–Eso me han dicho –respondió la señorita Climpson, cautelosa.
–A lo mejor si hiciéramos una sesión las dos…
Miró con avidez a la señorita Climpson.
–No, es que yo…
–¡Oh, vamos! Usted es una persona receptiva. Estoy segura de que obtendremos buenos resultados. Es que a mí no me gustaría intentar nada si no estuviera segura de la otra persona. Hay tanto falso médium por ahí… (¡Vaya, conque al menos eso sí lo sabes!, pensó la señorita Climpson), pero con una persona como usted te puedes sentir tranquila. Ya descubrirá cómo cambia su vida. Yo me sentía muy mal por tanto sufrimiento y tanto dolor como se ve hoy día en el mundo, hasta que comprendí que la supervivencia es algo cierto y que todos nuestros padecimientos nos son enviados sencillamente para prepararnos para la vida en un plano superior.

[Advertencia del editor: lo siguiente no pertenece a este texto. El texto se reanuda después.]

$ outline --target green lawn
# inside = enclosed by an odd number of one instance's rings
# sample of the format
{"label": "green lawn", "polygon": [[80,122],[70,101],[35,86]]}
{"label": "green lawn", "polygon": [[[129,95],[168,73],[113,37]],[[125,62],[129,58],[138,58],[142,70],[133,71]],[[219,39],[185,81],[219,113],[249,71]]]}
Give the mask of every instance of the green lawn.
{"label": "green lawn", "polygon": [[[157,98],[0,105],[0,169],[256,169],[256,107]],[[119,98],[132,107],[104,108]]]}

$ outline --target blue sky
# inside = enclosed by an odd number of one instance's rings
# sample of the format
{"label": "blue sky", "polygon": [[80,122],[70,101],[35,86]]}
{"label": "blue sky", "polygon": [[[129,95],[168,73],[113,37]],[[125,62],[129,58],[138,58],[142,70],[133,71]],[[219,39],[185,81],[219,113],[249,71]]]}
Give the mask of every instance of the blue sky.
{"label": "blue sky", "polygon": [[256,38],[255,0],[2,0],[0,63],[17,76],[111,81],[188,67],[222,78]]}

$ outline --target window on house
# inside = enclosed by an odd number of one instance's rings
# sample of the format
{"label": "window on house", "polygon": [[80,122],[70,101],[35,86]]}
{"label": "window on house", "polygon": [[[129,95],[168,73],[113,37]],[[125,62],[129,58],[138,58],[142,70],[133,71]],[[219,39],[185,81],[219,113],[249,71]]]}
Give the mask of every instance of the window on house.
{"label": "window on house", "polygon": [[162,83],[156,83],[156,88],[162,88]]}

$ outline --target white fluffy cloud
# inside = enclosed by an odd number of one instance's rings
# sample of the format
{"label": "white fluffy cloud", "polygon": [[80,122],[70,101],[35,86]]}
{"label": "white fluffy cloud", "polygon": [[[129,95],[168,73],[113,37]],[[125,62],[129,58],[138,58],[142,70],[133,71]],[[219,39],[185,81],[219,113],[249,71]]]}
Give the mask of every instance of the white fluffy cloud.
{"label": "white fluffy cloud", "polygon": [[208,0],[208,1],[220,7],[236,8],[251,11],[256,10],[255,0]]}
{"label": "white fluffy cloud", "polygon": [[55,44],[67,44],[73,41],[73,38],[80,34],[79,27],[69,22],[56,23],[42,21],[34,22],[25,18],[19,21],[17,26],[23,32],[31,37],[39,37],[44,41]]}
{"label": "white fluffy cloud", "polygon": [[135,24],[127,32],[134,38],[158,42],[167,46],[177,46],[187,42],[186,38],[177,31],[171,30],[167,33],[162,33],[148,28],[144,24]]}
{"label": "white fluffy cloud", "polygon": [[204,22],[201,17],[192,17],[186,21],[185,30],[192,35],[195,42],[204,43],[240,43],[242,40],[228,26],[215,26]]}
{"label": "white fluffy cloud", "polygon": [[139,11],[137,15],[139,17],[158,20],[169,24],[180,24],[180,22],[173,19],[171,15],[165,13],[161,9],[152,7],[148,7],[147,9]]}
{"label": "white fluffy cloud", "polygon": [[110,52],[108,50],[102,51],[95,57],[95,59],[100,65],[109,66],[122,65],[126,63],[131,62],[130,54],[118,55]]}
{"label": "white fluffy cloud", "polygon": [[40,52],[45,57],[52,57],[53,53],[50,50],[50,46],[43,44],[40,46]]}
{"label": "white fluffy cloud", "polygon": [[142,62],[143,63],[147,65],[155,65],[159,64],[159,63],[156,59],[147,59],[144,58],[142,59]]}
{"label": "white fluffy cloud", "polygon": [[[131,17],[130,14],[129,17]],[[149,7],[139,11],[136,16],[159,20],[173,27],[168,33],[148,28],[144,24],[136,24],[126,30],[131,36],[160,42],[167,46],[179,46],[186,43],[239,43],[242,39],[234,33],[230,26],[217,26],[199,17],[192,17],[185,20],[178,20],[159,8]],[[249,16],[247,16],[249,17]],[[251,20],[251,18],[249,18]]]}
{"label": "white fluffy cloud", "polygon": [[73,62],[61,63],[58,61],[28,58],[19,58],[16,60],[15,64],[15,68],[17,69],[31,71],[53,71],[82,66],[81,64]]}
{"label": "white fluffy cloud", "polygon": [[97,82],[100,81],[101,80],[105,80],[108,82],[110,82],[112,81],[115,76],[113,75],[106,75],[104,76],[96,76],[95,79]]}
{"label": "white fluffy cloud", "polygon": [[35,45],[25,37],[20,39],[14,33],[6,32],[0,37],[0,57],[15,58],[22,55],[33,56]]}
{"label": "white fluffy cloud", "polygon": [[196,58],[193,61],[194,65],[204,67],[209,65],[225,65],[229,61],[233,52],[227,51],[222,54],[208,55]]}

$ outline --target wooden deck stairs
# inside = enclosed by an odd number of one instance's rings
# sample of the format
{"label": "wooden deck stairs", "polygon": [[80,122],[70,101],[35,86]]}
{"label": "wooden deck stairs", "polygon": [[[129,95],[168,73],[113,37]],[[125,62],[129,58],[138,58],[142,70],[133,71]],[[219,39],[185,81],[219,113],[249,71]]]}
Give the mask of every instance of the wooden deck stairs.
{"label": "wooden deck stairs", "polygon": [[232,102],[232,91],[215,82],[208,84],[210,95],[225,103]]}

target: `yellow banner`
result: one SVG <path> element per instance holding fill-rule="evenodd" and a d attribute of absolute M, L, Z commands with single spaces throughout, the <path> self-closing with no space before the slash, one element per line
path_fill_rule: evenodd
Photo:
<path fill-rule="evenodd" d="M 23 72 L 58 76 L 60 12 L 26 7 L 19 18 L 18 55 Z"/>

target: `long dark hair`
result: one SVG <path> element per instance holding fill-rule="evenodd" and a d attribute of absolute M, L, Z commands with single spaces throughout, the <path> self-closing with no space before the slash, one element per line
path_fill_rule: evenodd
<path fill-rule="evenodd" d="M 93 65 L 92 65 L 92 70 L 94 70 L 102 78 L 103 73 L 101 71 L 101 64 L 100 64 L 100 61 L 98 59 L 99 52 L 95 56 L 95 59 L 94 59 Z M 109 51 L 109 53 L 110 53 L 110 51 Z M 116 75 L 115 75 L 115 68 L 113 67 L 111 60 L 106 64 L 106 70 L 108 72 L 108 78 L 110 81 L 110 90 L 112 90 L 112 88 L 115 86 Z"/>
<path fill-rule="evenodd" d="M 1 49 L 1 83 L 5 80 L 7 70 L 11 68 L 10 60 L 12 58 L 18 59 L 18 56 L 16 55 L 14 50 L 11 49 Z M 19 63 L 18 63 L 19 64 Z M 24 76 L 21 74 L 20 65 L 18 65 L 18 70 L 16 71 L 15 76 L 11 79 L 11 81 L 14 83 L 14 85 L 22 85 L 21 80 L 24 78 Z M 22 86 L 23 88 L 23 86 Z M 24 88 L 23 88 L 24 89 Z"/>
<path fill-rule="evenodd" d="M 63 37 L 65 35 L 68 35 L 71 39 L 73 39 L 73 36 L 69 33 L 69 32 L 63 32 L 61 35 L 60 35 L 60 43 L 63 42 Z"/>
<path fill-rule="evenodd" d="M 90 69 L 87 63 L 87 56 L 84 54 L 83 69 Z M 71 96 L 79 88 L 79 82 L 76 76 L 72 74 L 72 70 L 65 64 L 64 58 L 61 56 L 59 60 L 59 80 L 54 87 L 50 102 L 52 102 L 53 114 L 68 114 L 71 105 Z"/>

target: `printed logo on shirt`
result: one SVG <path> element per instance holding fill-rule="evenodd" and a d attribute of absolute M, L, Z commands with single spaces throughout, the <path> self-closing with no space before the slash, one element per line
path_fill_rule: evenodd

–Bueno, estoy dispuesta a intentarlo –replicó con calma la señorita Climpson–. Pero no puedo decir que crea de verdad en ello, ¿comprende?
–Creerá, creerá.
–Por supuesto, he visto cómo ocurrían un par de cosas extrañas… cosas que no podían ser trucos, porque yo conocía a esas personas, y no podía explicarme…
–¡Venga a verme esta noche! –dijo la enfermera persuasivamente–. Será una sesión tranquila, para ver si realmente es usted médium. A mí no me cabe duda.
–Muy bien –replicó la señorita Climpson–. ¿Por cierto, cómo se llama?
–Caroline Booth… señorita Caroline Booth. Soy la enfermera de una anciana que está paralítica y vive en la casa grande de Kendal Road.
«Gracias a Dios», pensó la señorita Climpson. Y dijo:
–Y yo me llamo Climpson. Debo de tener una tarjeta… Pues no. Me la he dejado, pero me alojo en Hillside View. ¿Cómo puedo llegar hasta su casa?
La señorita Booth le dio la dirección, le dijo a qué hora pasaba el autobús y añadió una invitación a cenar, que la señorita Climpson aceptó, tras lo cual se fue a casa y escribió apresuradamente una nota.
Estimado lord Peter:
Seguro que estará preguntándose qué ha sido de mí. ¡Pues al fin tengo noticias! ¡He asaltado la ciudadela! Voy esta noche a la casa y van a ocurrir grandes cosas.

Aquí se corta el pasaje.